The group's equine advisory committee is recommending that members "urge the General Assembly to adopt legislation that would put Kentucky's equine industry on equal footing with other states," according to a Farm Bureau publication.
That is "not necessarily" meant as an endorsement of expanded gambling, said Alex Barnett, chairman of the equine policy committee and judge-executive of Harrison County.
"We're just trying to come up with a way to not lose our competitive advantage," he said. "It's just kind of a general statement. ... If they interpret it as expanded gambling and that's not backed up by our policy book, it probably won't make it through ... voting at the annual meeting."
Barnett's committee took the nuanced stance after presentations last month by the Kentucky Equine Education Project and the Kentucky Thoroughbred Association, both groups that have lobbied for electronic slots at racetracks.
KEEP spokesman Patrick Neely said the potential shift is "extremely encouraging."
The racetracks and many horse breeders say they need slots at tracks to keep up with Indiana, Pennsylvania and New York, which have or will have millions from casinos to pour into purses.
Indiana has recently targeted Kentucky breeders, advertising gambling-fueled incentives designed to lure stallions, mares and breeding operations over the border.
Kentucky lawmakers are divided over gambling. Gov. Steve Beshear and House Speaker Greg Stumbo, both Democrats, have supported expanded gambling measures but Republican Senate President David Williams has opposed them.
Barnett said he thinks the move is significant because he sees a need for helping Kentucky's horse industry.
"We have neighboring states that are offering higher purses and handsome breeding incentives which are putting Kentucky at a competitive disadvantage in the horse industry," Barnett said.

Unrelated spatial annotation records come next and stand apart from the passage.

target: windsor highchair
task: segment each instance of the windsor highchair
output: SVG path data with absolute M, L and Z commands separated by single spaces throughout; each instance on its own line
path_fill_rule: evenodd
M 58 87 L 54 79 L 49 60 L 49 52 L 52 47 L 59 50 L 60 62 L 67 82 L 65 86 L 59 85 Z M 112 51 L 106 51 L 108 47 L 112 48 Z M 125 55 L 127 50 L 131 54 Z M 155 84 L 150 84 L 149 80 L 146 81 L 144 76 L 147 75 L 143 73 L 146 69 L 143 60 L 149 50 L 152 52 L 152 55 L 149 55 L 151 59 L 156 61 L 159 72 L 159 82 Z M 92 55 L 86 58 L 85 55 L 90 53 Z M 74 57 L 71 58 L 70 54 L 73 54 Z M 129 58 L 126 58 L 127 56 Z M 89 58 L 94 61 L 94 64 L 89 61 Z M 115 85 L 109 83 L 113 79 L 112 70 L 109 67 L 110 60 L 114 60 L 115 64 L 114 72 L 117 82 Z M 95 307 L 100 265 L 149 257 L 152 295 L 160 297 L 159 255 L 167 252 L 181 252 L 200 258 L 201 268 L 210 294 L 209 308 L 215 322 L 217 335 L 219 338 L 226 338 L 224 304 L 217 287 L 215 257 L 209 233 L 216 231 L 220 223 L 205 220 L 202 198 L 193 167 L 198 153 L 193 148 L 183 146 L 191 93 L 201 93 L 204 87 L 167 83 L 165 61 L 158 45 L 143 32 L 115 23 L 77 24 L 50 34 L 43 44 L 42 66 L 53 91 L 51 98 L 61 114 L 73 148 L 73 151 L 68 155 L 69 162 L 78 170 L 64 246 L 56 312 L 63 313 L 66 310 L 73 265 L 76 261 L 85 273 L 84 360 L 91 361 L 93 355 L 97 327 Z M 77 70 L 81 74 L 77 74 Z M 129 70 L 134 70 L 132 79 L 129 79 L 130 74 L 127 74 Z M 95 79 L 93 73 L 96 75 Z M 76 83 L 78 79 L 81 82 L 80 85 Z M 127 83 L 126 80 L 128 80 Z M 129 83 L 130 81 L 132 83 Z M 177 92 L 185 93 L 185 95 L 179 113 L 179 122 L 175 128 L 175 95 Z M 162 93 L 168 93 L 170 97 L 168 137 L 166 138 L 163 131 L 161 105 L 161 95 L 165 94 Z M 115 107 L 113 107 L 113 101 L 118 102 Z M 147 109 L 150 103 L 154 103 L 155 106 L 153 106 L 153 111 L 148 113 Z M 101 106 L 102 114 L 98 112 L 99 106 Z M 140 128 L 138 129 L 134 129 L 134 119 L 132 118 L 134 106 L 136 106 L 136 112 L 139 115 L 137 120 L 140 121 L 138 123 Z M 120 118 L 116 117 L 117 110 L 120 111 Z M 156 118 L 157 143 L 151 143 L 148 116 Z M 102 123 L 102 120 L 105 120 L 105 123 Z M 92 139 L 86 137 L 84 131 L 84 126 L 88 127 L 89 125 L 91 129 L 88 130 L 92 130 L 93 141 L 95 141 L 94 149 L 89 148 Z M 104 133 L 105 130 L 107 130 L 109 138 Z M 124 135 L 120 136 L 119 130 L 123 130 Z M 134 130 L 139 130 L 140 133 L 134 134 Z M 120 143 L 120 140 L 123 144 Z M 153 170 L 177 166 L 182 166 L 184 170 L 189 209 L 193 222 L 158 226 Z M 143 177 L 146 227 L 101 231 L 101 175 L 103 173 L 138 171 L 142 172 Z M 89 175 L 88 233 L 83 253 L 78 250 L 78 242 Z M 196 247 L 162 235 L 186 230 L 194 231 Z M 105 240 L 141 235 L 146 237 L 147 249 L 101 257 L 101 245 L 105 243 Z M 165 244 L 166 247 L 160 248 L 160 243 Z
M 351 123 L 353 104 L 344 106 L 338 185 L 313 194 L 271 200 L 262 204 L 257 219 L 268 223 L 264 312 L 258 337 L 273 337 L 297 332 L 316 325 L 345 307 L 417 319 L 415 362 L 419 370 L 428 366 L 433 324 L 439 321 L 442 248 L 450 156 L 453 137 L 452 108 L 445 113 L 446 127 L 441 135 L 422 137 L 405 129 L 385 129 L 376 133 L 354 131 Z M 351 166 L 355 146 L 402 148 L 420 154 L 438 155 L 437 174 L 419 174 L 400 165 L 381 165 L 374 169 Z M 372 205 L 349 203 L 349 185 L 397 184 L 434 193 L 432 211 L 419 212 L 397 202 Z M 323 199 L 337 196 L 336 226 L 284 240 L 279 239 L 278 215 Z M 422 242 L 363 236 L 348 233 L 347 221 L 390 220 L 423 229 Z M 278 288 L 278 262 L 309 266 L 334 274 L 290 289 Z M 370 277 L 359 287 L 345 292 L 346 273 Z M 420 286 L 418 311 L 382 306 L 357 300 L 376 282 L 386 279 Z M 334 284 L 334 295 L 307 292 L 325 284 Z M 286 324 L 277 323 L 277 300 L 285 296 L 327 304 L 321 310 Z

Farm Bureau lobbyist Jeff Harper said the issue has not come up before.
"Right now, we do not have a position for or against expanded gaming in the commonwealth," Harper said. He said there were about 800 voting delegates at last year's annual convention, which sets the influential group's policy recommendations to state and federal lawmakers. Any county delegate can bring an issue either to the group's resolutions committee or to the body as a whole.
"If one of those (delegates) wants it to be brought up, it will be brought up," Harper said.
Barnett anticipates that even if the resolutions committee does not put something forth, it will come up.
"It will receive some discussion on the delegate floor," he predicted. "Depending on how it is interpreted, whether it is interpreted as expanded gaming or not, will determine how it flows through the delegate body."
Barnett, who is not in the horse industry, said he is "neutral" on expanded gambling.
"I can see some positives but I can see some negatives. That's how a lot of the farm community is," he said.
But, he said, he sees a bigger negative in the damage to a key part of the state's farm economy.
"In order to help the horse industry," Barnett said, "we need to look at avenues to increase purses and breeding incentives in order to remain the horse capital of the world."